Before diving into the SLSA Levels, we need to establish a core set of terminology and models to describe what we’re protecting.
Software supply chain
SLSA’s framework addresses every step of the software supply chain - the sequence of steps resulting in the creation of an artifact. We represent a supply chain as a directed acyclic graph of sources, builds, dependencies, and packages. One artifact’s supply chain is a combination of its dependencies’ supply chains plus its own sources and builds.
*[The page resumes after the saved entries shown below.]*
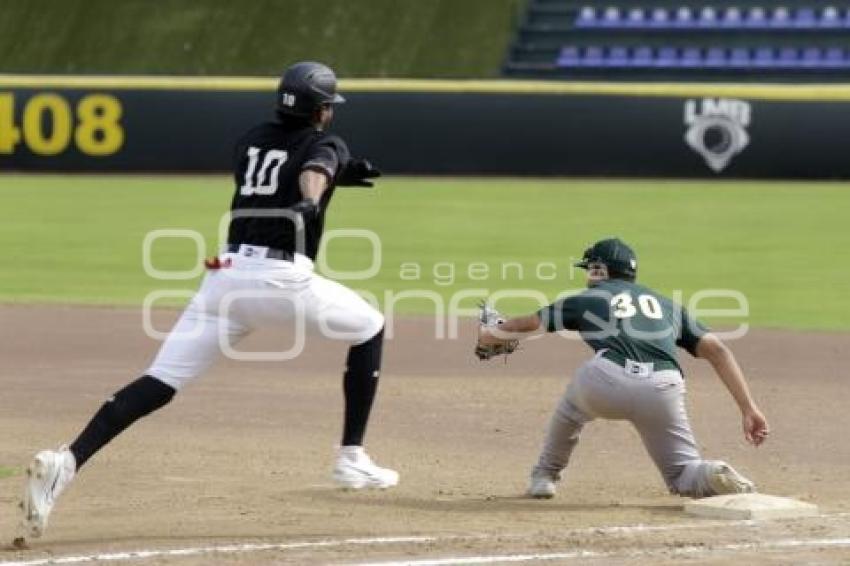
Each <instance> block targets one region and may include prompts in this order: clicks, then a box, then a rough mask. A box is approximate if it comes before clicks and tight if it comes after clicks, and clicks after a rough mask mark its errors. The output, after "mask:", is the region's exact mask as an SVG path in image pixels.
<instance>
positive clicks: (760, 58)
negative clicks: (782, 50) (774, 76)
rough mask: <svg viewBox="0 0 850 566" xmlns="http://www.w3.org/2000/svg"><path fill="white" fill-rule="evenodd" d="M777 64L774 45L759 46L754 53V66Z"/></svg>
mask: <svg viewBox="0 0 850 566" xmlns="http://www.w3.org/2000/svg"><path fill="white" fill-rule="evenodd" d="M775 65H776V53H775V52H774V50H773V48H772V47H759V48H757V49H756V51H755V53H754V54H753V60H752V66H753V67H773V66H775Z"/></svg>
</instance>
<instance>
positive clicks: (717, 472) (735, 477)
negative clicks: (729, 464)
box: [708, 460, 756, 495]
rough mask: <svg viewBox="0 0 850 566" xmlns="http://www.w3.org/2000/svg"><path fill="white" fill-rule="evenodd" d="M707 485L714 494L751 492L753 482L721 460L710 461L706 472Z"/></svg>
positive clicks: (748, 492) (716, 494) (725, 493)
mask: <svg viewBox="0 0 850 566" xmlns="http://www.w3.org/2000/svg"><path fill="white" fill-rule="evenodd" d="M708 486H709V487H710V488H711V489H712V491H714V494H715V495H725V494H729V493H753V492H755V490H756V486H755V484H753V482H751V481H750V480H748V479H747V478H745V477H744V476H742V475H741V474H739V473H738V472H737V471H735V468H733V467H732V466H730V465H729V464H727V463H726V462H723V461H719V460H718V461H716V462H712V464H711V469H710V470H709V472H708Z"/></svg>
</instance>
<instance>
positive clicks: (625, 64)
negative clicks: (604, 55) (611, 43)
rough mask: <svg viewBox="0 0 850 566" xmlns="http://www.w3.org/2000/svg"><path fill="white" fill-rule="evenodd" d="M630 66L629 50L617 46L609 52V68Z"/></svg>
mask: <svg viewBox="0 0 850 566" xmlns="http://www.w3.org/2000/svg"><path fill="white" fill-rule="evenodd" d="M629 64H630V61H629V50H628V49H627V48H625V47H620V46H616V47H611V48H610V49H609V50H608V58H607V65H608V66H609V67H628V66H629Z"/></svg>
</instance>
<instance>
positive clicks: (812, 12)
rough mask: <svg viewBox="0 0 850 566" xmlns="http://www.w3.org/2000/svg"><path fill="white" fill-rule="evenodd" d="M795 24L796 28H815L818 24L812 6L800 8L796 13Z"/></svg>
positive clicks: (795, 14)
|Artifact||An immutable blob of data; primarily refers to software, but SLSA can be used for any artifact.||A file, a git commit, a directory of files (serialized in some way), a container image, a firmware image.|
|Attestation||An authenticated statement (metadata) about a software artifact or collection of software artifacts.||A signed SLSA Provenance file.|
|Source||Artifact that was directly authored or reviewed by persons, without modification. It is the beginning of the supply chain; we do not trace the provenance back any further.||Git commit (source) hosted on GitHub (platform).|
|Build||Process that transforms a set of input artifacts into a set of output artifacts. The inputs may be sources, dependencies, or ephemeral build outputs.||.travis.yml (process) run by Travis CI (platform).|
|Package||Artifact that is “published” for use by others. In the model, it is always the output of a build process, though that build process can be a no-op.||Docker image (package) distributed on DockerHub (platform). A ZIP file containing source code is a package, not a source, because it is built from some other source, such as a git commit.|
|Dependency||Artifact that is an input to a build process but that is not a source. In the model, it is always a package.||Alpine package (package) distributed on Alpine Linux (platform).|
Throughout the specification, you will see reference to the following roles that take part in the software supply chain. Note that in practice a role may be filled by more than one person or an organization. Similarly, a person or organization may act as more than one role in a particular software supply chain.
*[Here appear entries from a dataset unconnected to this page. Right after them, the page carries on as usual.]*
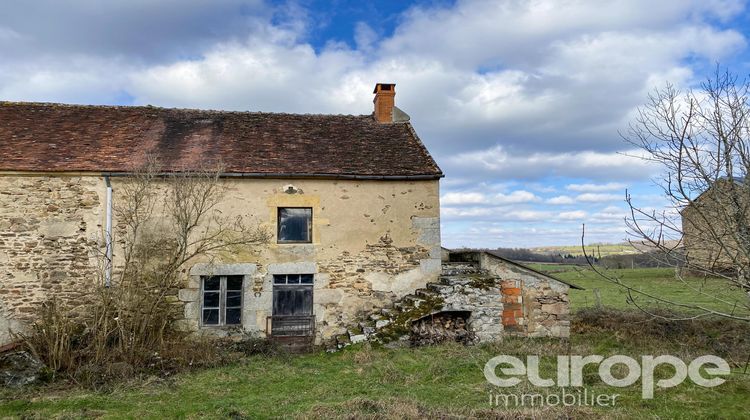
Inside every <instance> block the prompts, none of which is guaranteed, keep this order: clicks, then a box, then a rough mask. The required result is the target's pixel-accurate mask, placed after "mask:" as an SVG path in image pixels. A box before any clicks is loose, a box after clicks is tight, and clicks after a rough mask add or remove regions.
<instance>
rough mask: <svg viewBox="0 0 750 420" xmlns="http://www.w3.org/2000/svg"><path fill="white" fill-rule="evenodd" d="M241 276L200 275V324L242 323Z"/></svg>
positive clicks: (211, 325) (241, 283)
mask: <svg viewBox="0 0 750 420" xmlns="http://www.w3.org/2000/svg"><path fill="white" fill-rule="evenodd" d="M242 279H243V276H211V277H202V278H201V280H202V281H201V283H202V286H201V287H202V299H201V324H202V325H205V326H222V325H241V324H242Z"/></svg>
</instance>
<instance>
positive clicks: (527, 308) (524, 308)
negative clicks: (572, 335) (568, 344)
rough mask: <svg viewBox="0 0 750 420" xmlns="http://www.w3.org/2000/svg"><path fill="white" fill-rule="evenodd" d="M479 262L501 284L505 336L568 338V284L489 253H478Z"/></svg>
mask: <svg viewBox="0 0 750 420" xmlns="http://www.w3.org/2000/svg"><path fill="white" fill-rule="evenodd" d="M479 262H480V265H481V267H482V268H483V269H486V270H488V271H490V272H491V273H493V274H494V275H496V276H497V277H498V278H499V279H500V281H501V282H502V283H501V285H502V299H503V303H504V308H503V313H502V318H503V324H504V326H505V331H506V333H509V334H518V335H523V336H530V337H546V336H549V337H568V336H569V335H570V317H569V314H570V302H569V300H568V292H569V289H570V287H569V286H568V285H567V284H565V283H562V282H559V281H555V280H552V279H550V278H549V277H547V276H545V275H542V274H538V273H536V272H534V271H532V270H529V269H526V268H524V267H521V266H519V265H516V264H513V263H511V262H508V261H505V260H503V259H500V258H497V257H495V256H493V255H491V254H488V253H481V254H480V256H479Z"/></svg>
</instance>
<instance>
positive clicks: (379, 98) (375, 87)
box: [372, 83, 396, 123]
mask: <svg viewBox="0 0 750 420" xmlns="http://www.w3.org/2000/svg"><path fill="white" fill-rule="evenodd" d="M372 93H374V94H375V99H373V103H374V104H375V121H377V122H379V123H392V122H393V107H394V105H395V96H396V85H395V84H394V83H378V84H376V85H375V90H374V91H373V92H372Z"/></svg>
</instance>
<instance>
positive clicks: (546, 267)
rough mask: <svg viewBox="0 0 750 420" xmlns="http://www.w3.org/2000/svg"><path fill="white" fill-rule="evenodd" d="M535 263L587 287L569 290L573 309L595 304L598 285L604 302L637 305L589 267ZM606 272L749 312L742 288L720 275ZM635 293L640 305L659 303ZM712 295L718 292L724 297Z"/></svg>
mask: <svg viewBox="0 0 750 420" xmlns="http://www.w3.org/2000/svg"><path fill="white" fill-rule="evenodd" d="M532 266H533V267H534V268H536V269H539V270H543V271H546V272H549V273H551V274H553V275H554V276H556V277H558V278H560V279H561V280H567V281H570V282H572V283H574V284H576V285H578V286H581V287H583V288H584V289H586V290H571V291H570V302H571V308H572V310H574V311H575V310H579V309H582V308H589V307H594V306H595V305H596V297H595V293H594V291H595V290H596V289H598V290H599V294H600V296H601V303H602V305H603V306H605V307H609V308H616V309H636V306H635V305H633V304H631V303H628V299H627V298H628V294H627V291H626V289H624V288H622V287H619V286H617V285H615V284H613V283H611V282H609V281H607V280H605V279H604V278H602V277H601V276H600V275H598V274H597V273H595V272H594V271H593V270H592V269H591V268H589V267H585V266H573V265H562V264H536V265H532ZM604 272H605V274H606V275H607V276H611V277H615V278H618V279H620V280H621V281H622V282H623V283H624V284H627V285H628V286H631V287H633V288H636V289H638V290H642V291H644V292H647V293H649V294H653V295H656V296H659V297H661V298H663V299H668V300H670V301H673V302H680V303H690V304H695V305H701V306H704V307H706V308H711V309H715V310H720V311H725V312H734V313H735V314H739V315H750V311H749V310H748V306H747V305H748V303H750V302H749V301H748V298H747V296H746V295H745V294H744V293H743V292H742V291H740V290H737V289H731V288H729V287H728V286H727V283H726V282H725V281H722V280H719V279H708V280H703V279H698V278H688V279H686V281H685V282H682V281H680V280H678V279H676V278H675V272H674V269H673V268H637V269H618V270H604ZM695 289H698V290H700V291H702V292H704V293H701V292H698V291H696V290H695ZM633 296H634V298H635V299H636V303H637V304H638V305H639V306H644V307H654V306H658V305H659V302H657V301H656V300H654V299H651V298H648V297H645V296H642V295H638V294H637V293H634V294H633ZM712 296H717V297H719V298H720V299H721V300H718V299H715V298H713V297H712ZM662 306H663V305H662ZM683 311H687V310H683ZM688 312H689V311H688Z"/></svg>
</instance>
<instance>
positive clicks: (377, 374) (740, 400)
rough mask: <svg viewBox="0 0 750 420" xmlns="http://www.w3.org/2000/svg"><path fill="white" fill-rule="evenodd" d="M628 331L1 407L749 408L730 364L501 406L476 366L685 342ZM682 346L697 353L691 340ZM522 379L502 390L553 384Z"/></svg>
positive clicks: (392, 351) (494, 345)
|Producer||A party who creates software and provides it to others. Producers are often also consumers.||An open source project’s maintainers. A software vendor.|
|Verifier||A party who inspect an artifact’s provenance to determine the artifact’s authenticity.||A business’s software ingestion system. A programming language ecosystem’s package registry.|
|Consumer||A party who uses software provided by a producer. The consumer may verify provenance for software they consume or delegate that responsibility to a separate verifier.||A developer who uses open source software distributions. A business that uses a point of sale system.|
|Infrastructure provider||A party who provides software or services to other roles.||A package registry’s maintainers. A build platform’s maintainers.|
We model a build as running on a multi-tenant build platform, where each execution is independent.
- A tenant invokes the build by specifying external parameters through an interface, either directly or via some trigger. Usually, at least one of these external parameters is a reference to a dependency. (External parameters are literal values while dependencies are artifacts.)
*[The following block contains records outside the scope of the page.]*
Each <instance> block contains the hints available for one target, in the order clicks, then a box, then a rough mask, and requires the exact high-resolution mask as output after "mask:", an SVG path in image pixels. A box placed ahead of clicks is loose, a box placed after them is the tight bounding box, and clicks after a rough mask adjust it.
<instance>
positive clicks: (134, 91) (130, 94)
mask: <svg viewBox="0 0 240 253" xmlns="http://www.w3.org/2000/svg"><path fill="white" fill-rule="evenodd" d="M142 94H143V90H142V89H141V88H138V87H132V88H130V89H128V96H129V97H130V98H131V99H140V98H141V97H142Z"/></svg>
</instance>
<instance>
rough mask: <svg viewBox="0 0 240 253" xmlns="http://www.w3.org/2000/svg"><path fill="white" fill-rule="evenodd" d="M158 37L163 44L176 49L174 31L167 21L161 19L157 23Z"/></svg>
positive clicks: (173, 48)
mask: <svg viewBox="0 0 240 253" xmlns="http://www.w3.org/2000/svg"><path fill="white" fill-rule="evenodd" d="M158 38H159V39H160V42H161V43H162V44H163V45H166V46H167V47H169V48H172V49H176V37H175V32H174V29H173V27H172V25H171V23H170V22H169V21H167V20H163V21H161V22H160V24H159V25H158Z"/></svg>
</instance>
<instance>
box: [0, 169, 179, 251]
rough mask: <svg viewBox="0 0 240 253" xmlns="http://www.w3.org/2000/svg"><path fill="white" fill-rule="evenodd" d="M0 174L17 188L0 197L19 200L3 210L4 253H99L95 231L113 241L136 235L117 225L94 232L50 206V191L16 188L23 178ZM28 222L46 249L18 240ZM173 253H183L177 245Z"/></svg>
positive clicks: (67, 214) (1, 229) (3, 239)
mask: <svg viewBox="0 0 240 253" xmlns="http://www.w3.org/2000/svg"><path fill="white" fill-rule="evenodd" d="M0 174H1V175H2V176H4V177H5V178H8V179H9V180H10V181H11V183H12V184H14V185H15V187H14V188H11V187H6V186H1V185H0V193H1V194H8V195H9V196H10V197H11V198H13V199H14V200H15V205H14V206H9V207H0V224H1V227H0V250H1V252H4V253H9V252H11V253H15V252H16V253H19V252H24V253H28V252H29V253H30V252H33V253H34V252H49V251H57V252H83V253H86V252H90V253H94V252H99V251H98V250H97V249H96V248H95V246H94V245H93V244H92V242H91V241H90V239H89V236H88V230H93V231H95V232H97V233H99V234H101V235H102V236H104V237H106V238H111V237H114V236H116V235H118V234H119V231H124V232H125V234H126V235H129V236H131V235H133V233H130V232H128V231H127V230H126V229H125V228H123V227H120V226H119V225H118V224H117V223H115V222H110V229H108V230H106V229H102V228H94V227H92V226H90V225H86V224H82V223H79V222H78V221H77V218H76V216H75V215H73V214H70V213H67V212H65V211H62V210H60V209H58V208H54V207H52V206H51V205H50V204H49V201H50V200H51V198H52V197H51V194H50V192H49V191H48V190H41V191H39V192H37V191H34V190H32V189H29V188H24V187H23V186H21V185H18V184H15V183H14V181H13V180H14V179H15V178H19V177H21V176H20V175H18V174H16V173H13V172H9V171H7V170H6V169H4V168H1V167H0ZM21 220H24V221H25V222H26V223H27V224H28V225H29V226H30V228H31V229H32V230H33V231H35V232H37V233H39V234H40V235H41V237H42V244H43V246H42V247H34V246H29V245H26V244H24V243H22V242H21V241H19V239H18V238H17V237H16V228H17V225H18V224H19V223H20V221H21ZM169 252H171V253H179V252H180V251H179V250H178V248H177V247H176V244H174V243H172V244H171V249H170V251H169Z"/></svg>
- The build platform’s control plane interprets these external parameters, fetches an initial set of dependencies, initializes a build environment, and then starts the execution within that environment.
- The build then performs arbitrary steps, which might include fetching additional dependencies, and then produces one or more output artifacts. The steps within the build environment are under the tenant’s control. The build platform isolates build environments from one another to some degree (which is measured by the SLSA Build Level).
- Finally, for SLSA Build L2+, the control plane outputs provenance describing this whole process.
Notably, there is no formal notion of “source” in the build model, just external parameters and dependencies. Most build platforms have an explicit “source” artifact to build from, which is often a git repository; in the build model, the reference to this artifact is an external parameter while the artifact itself is a dependency.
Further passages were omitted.